HEEEEELP <shrieks> Furniture disaster.

(12 Posts)
KatyTheCleaningLady Mon 14-Jan-13 18:45:44

hellymelly, I am glad to hear this was resolved!

hellymelly Sun 13-Jan-13 21:29:33

Update to say thanks for all the advice- My friend's husband came round, started off taking the surface back a bit with fine wire wool and thinners but that didn't shift the dye at all, it had sunk farther into the wood, so he gently sanded the area and re-waxed it, looks lovely, but slightly less shiny than the rest of the table, so I'm going to wax the whole thing and that should give it a more uniform look. There are luckily a lot of small use marks on the table anyway, that I hadn't really noticed, dark rings, spots, that kind of thing. The patina is quite varied too , so a slight difference here and there won't matter. I am very relieved!

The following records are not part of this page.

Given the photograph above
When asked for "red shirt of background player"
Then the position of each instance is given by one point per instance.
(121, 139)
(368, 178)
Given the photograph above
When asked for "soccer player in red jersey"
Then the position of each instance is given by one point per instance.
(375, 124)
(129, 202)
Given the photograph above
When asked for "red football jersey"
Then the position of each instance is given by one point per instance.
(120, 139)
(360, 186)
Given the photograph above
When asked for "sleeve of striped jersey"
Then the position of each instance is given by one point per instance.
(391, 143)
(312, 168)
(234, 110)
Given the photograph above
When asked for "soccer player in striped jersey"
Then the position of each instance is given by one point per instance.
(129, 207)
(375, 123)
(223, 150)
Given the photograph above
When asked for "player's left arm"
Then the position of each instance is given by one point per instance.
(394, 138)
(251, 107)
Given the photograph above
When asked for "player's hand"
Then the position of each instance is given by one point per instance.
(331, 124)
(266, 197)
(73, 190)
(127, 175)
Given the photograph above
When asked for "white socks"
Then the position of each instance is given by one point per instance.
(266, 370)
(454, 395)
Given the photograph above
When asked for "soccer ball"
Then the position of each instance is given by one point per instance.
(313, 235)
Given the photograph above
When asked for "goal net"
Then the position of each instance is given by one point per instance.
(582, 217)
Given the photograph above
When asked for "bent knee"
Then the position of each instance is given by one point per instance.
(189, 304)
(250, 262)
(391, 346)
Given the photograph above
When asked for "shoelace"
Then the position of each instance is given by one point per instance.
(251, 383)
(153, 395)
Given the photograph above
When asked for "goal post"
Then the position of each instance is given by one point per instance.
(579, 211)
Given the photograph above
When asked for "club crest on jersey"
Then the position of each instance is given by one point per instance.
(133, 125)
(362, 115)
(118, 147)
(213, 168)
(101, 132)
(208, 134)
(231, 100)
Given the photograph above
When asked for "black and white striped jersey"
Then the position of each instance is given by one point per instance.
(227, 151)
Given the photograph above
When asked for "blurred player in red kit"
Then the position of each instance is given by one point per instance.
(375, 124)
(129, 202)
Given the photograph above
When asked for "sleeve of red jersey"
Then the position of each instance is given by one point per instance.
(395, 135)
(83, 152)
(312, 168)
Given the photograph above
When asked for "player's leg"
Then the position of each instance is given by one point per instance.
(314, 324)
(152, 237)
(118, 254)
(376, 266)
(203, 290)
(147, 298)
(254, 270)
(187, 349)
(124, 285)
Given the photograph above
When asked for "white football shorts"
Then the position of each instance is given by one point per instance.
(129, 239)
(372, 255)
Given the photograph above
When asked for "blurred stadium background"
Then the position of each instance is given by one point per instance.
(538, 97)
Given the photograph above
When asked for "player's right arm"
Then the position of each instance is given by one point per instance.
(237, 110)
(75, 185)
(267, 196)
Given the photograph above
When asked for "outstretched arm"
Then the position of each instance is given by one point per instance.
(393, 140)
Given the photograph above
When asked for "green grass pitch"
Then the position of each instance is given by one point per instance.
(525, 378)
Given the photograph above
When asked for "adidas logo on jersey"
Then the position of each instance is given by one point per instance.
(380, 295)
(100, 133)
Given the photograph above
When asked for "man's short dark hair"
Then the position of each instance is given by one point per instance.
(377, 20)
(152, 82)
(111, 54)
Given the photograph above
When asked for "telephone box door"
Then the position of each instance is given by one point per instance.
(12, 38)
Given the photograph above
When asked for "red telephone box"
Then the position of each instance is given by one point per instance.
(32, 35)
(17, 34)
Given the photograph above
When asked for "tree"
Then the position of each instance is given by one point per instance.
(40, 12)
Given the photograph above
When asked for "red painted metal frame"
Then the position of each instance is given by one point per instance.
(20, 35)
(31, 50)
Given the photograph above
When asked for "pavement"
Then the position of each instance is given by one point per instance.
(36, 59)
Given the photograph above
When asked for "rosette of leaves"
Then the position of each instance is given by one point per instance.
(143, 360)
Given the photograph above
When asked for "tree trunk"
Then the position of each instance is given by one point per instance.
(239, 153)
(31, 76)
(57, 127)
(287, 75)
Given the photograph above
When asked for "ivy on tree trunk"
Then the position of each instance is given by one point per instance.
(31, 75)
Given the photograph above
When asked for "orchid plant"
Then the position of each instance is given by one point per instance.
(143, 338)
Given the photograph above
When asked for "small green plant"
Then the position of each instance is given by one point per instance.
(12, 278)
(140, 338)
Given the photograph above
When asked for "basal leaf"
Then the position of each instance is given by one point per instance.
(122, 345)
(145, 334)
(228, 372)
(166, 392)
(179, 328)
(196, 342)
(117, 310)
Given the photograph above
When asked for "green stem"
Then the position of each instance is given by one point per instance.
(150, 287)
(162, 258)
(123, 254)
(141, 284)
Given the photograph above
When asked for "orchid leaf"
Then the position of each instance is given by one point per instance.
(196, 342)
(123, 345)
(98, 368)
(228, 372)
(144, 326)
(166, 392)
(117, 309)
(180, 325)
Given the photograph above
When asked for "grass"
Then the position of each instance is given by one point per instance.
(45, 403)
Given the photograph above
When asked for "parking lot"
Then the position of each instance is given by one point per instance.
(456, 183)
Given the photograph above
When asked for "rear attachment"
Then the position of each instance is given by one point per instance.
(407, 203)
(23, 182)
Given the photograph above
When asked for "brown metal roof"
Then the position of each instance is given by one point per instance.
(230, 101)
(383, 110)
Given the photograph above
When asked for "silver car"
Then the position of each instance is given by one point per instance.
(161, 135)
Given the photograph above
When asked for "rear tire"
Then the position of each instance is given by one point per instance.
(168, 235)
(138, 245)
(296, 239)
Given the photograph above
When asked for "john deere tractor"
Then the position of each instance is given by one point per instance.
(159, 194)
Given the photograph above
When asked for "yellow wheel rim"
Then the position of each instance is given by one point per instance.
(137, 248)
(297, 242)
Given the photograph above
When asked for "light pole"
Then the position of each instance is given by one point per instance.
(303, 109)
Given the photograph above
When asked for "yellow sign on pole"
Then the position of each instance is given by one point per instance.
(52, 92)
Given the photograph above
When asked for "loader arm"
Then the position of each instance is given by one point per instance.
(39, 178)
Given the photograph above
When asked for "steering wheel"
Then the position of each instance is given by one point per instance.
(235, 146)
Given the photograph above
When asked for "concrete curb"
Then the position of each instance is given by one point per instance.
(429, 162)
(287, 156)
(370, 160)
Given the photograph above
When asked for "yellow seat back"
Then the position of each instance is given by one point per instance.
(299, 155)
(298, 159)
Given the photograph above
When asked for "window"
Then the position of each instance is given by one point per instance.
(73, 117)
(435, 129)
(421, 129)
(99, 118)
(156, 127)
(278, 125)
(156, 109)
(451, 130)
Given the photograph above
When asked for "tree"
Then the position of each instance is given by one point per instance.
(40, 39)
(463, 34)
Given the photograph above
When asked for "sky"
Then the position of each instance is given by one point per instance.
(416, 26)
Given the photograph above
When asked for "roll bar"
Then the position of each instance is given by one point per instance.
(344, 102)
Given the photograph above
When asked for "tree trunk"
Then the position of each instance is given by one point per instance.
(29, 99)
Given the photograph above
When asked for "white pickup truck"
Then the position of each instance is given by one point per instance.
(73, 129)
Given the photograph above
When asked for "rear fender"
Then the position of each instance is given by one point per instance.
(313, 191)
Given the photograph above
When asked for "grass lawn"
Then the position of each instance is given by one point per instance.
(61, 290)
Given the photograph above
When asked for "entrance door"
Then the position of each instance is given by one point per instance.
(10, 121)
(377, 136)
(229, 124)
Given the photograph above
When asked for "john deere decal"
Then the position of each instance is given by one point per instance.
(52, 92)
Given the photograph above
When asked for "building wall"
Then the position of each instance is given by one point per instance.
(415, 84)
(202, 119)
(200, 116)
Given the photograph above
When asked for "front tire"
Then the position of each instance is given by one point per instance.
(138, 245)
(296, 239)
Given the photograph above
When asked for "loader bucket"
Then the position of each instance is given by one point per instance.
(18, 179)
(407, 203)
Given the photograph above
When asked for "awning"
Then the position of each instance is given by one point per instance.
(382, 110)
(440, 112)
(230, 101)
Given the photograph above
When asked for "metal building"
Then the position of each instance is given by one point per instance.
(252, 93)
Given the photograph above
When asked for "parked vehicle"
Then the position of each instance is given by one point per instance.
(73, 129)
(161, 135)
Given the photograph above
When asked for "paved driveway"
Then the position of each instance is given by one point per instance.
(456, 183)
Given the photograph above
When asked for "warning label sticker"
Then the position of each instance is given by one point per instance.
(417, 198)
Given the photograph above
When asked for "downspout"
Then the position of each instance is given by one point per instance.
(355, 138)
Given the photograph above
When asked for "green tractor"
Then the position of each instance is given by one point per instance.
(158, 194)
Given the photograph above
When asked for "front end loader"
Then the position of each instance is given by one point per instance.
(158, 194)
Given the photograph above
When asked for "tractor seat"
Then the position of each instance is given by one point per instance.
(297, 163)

hellymelly Wed 09-Jan-13 17:20:20

I'd spent the last two weeks telling her to always use a coaster as the tabel would mark with water . Grr. Am not so cross now though, the damage is done. She was tired out last night after the first day back at school. Anyway asked a friend to ask her husband who knows a lot about old wood, he thinks it will need taking back and re-waxing. The whole leaf, possibly the entire table. The top isn't pristine, there are scuffs and small marks, but nothing like this. It is an old oak country table so not highly polished.

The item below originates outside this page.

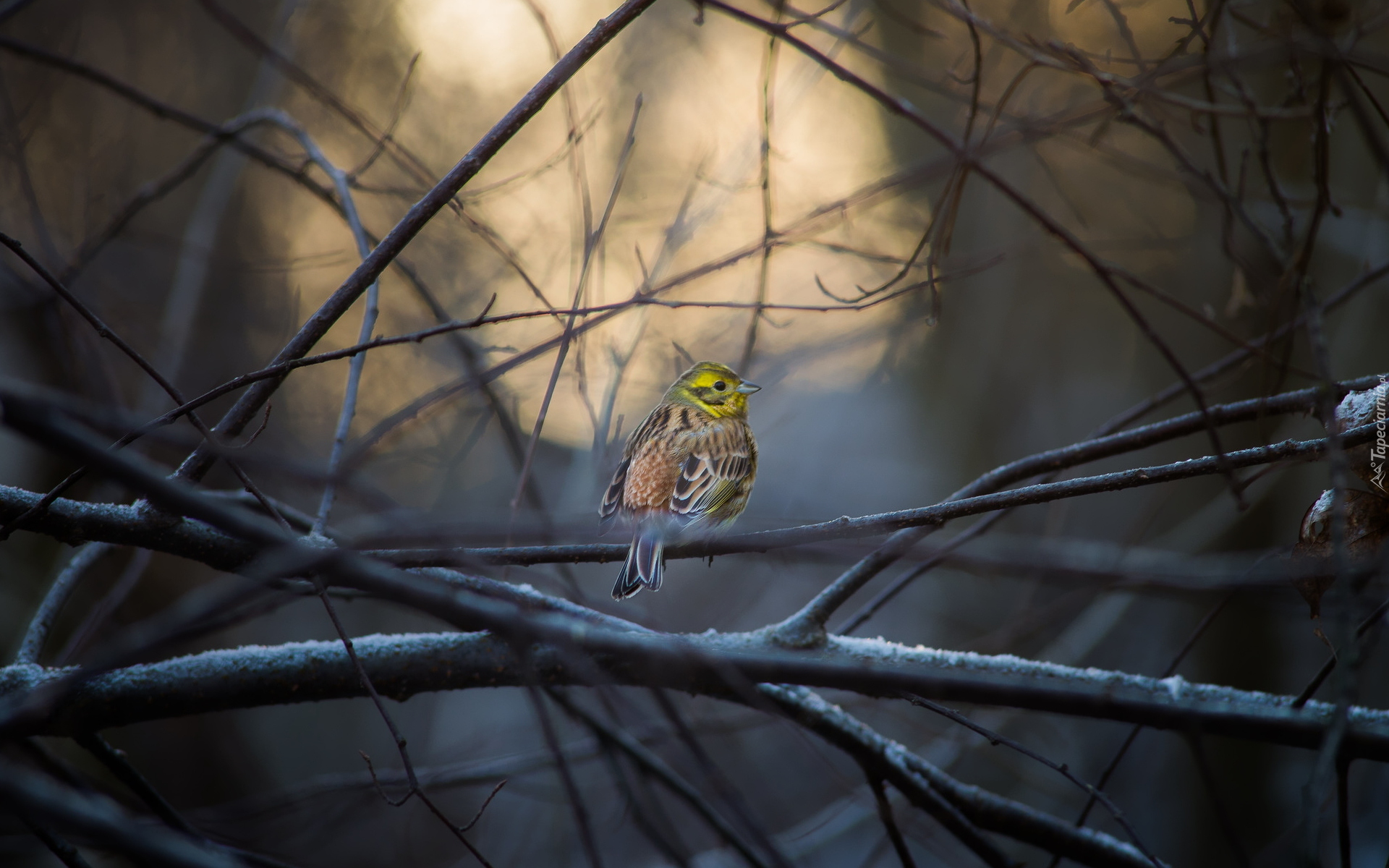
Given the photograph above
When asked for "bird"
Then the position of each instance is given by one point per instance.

To be fair on dd - she did mop the water up and may not have realised that dye was likely to come out of the card, or that it might leave water marks - especially if wooden furniture she normally comes into contact with has modern varnish and therefore the surface is more durable!

You can get "ring remover" from places like B and Q which may help with the water stain.

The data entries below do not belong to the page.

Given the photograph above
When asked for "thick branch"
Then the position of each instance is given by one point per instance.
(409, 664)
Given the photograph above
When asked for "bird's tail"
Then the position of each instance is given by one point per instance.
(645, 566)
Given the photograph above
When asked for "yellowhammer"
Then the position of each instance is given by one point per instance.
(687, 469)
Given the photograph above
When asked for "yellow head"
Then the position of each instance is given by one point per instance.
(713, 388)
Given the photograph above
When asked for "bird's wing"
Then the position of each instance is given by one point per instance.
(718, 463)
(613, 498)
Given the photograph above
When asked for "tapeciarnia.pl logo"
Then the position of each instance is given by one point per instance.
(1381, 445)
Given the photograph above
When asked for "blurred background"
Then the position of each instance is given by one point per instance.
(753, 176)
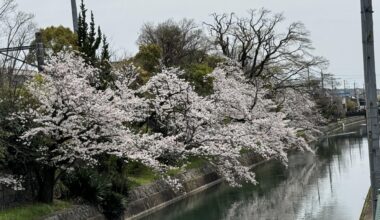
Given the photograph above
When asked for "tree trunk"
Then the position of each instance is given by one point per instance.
(46, 185)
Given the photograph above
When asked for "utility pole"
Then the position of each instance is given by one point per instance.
(39, 51)
(344, 87)
(74, 11)
(371, 99)
(308, 78)
(322, 80)
(357, 97)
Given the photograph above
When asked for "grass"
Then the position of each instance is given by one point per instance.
(33, 211)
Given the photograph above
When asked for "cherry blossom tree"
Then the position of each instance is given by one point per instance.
(71, 123)
(219, 127)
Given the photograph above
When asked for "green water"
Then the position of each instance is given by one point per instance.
(329, 185)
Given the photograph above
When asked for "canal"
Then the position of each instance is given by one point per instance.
(329, 185)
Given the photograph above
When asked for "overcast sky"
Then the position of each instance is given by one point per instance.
(335, 25)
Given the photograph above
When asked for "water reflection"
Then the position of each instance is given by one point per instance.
(330, 184)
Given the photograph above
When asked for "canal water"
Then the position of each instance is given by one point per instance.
(330, 184)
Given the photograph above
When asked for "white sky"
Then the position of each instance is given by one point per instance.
(335, 25)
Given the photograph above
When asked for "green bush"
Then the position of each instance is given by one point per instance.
(96, 189)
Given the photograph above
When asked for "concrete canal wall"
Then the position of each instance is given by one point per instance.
(147, 199)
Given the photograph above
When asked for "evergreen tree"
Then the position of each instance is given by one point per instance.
(88, 38)
(106, 77)
(89, 43)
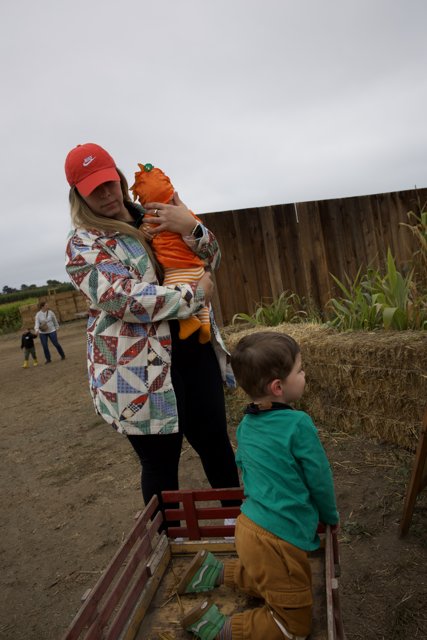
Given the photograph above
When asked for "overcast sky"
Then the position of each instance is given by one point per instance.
(242, 103)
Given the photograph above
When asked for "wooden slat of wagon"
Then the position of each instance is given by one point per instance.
(88, 613)
(141, 592)
(192, 514)
(135, 565)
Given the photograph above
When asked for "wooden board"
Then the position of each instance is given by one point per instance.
(417, 482)
(136, 596)
(165, 612)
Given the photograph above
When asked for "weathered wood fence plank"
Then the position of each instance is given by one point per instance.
(296, 247)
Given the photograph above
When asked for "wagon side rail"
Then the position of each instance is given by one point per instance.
(108, 606)
(184, 508)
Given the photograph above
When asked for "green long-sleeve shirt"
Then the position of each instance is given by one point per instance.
(287, 478)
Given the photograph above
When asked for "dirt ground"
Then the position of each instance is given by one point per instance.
(70, 490)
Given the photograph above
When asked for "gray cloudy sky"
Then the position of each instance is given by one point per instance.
(243, 103)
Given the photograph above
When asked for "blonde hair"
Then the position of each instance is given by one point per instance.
(83, 217)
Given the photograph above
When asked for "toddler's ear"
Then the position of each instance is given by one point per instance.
(276, 387)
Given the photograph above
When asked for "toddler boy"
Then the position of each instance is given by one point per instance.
(288, 489)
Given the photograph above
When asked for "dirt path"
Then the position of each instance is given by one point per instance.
(70, 490)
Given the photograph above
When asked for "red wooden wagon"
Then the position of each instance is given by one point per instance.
(136, 597)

To get some of the colour off I would try rubbing the area with a damp, extremely well wrung out microfibre cloth, rinse out any removed dye from cloth and do the same again until no more dye comes out. Then immediately dry off with kitchen paper. It won't remove all but may make it a bit better and is unlikely to harm table.

I wouldn't attempt any sanding back yourself as it may result in a paler shade of wood if the piece is old and has developed a darker patina.

marzipanpig Wed 09-Jan-13 11:46:54

Sorry, I read it as an old table rather than an antique one.

I would ask a furniture restorer to have a look and assess the cost, perhaps your insurance would cover accidental damage?

I have managed to get dye stains out of old (but not valuable) wood using oxalic acid but it will lighten the wood.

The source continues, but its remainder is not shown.